At its best, sabermetrics flows directly from the innate logic of the game, and then fits the observed data in an agreeable way. Stuff like win probability, linear weights and baseruns aren't really statistical constructs but logical ones. Thinking about the game in a rigourous enough manner gets you to those concepts, whether or not you can do the maths involved to nail down the minutae. The ideas are what's important, and they all come from baseball.

I suspect someone with a proper understanding of the game and none of mathematics could, after some prodding, give us a fairly excellent definition of regression, but no amount of statistical theory will help a mathematician understand baseball. There's an old story about an attempt to determine the run value of specific hits by running a regression analysis that illustrates this perfectly.

If you're not familiar with the term, a regression analysis essentially involves determining how much certain variables impact a single outcome. Doing one is fairly easy these days (thanks, Excel!), but used to be quite challenging due to the numberwork that was involved. Anyway, in this case, total team runs in a season were tested against home runs, triples, walks, errors, etc. All sounds good and sensible, right? Wrong. When the numbers come back, it turned out that hitting triples cost a team runs.

Obviously, this result is insane. Triples are innately good things, and one would imagine that teams would be rather glad to hit more of them. What happened in the example above is that the wrong effect was picked up. Teams that hit more triples are generally worse at run scoring on account of being small and speedy instead of power-hitting monsters, but the analysis blamed the triples for that rather than treating it as a symptom. This is the sort of thing that happens when you start by picking up the wrong end of the stick.

Proper sabermetrics is something that has to come from the top down (baseball-driven) rather than the bottom up (mathematics/data driven), and to lose sight of that causes a whole host of issues that are plaguing the field at present. Every single formula must be explainable without recourse to using ridiculous numbers. Every analyst must be open to thinking about the game in new ways. Every number, every graph in a sabermetric piece must tell a baseball story*, because otherwise we're no longer writing about the sport but indulging in blind number-crunching for its own sake.

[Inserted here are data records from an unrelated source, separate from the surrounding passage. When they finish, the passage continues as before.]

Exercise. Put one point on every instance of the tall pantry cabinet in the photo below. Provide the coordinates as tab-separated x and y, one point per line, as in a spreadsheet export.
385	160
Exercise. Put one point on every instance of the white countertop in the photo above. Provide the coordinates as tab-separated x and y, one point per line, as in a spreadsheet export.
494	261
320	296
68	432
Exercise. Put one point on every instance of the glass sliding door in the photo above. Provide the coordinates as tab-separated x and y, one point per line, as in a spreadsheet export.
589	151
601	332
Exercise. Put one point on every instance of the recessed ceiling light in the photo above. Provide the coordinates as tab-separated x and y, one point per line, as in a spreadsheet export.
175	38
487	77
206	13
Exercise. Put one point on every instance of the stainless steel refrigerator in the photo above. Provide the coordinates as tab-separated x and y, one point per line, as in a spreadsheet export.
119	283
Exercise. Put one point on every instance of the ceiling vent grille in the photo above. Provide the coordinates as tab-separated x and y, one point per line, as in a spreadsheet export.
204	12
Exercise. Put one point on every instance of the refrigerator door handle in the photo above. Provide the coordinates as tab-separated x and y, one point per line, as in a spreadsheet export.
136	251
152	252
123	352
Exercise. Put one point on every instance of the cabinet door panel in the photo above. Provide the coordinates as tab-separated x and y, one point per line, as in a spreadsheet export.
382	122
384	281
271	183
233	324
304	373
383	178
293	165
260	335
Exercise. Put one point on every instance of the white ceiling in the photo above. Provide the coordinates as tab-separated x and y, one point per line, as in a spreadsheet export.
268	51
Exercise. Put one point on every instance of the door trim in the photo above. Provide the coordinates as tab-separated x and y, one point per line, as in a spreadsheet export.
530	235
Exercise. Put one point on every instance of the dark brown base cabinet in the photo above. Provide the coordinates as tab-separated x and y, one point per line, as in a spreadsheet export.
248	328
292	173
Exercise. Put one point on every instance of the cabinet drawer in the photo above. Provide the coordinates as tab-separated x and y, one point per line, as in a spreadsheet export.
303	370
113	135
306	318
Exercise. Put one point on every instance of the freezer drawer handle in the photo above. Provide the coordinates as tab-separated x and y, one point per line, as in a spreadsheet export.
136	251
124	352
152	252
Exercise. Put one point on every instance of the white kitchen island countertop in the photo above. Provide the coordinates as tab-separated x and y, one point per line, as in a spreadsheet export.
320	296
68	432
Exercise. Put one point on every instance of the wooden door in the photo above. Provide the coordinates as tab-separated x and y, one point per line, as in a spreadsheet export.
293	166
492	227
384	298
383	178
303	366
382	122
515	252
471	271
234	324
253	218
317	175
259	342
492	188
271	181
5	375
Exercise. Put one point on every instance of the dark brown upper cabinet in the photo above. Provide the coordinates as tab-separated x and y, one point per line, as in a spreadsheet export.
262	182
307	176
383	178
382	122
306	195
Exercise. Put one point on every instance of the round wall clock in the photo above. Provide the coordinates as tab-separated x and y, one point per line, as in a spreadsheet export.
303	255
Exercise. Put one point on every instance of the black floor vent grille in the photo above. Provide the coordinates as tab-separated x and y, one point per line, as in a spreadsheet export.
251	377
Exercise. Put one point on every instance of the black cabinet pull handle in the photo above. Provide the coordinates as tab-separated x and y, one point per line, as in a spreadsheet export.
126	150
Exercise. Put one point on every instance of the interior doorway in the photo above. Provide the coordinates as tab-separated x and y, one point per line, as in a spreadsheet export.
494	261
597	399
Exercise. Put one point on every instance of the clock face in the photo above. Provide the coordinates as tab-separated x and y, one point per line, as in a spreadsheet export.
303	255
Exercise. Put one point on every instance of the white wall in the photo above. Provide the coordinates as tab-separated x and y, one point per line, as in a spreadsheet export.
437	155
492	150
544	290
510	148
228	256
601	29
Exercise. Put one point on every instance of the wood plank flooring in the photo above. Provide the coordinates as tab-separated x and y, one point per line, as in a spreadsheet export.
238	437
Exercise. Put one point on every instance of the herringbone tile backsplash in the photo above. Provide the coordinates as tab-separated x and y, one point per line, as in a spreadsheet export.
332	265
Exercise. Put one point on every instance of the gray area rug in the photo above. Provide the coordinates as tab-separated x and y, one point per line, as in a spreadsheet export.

*"This author really likes baseball numbers and graphs" doesn't count.

Surveying the field, I no longer believe that those essential precepts hold sway over the sabermetric community. Data analysis methods are being misapplied and sold to readers as the next big thing. Articles are being written for the sake of sharing irrelevant changes in irrelevant metrics. Certain personalities are so revered that their word is taken as gospel when fighting dogma was what brought them the respect they're now given in the first place. Sabermetrics is in a sorry state.

How do we fix it? Well, the answer seems simple. Sabermetrics shouldn't be so incomprehensible so as not to call up the smell of fresh mown grass in midsummer, or the crack of the ball off the bat, the blur of seams as an outfielder whips a throw in towards his cutoff man. Statistics shouldn't be sterile and clean and shiny and soulless. They shouldn't just be about baseball; they should invoke it. Otherwise, they run the risk of losing the language which makes them so special.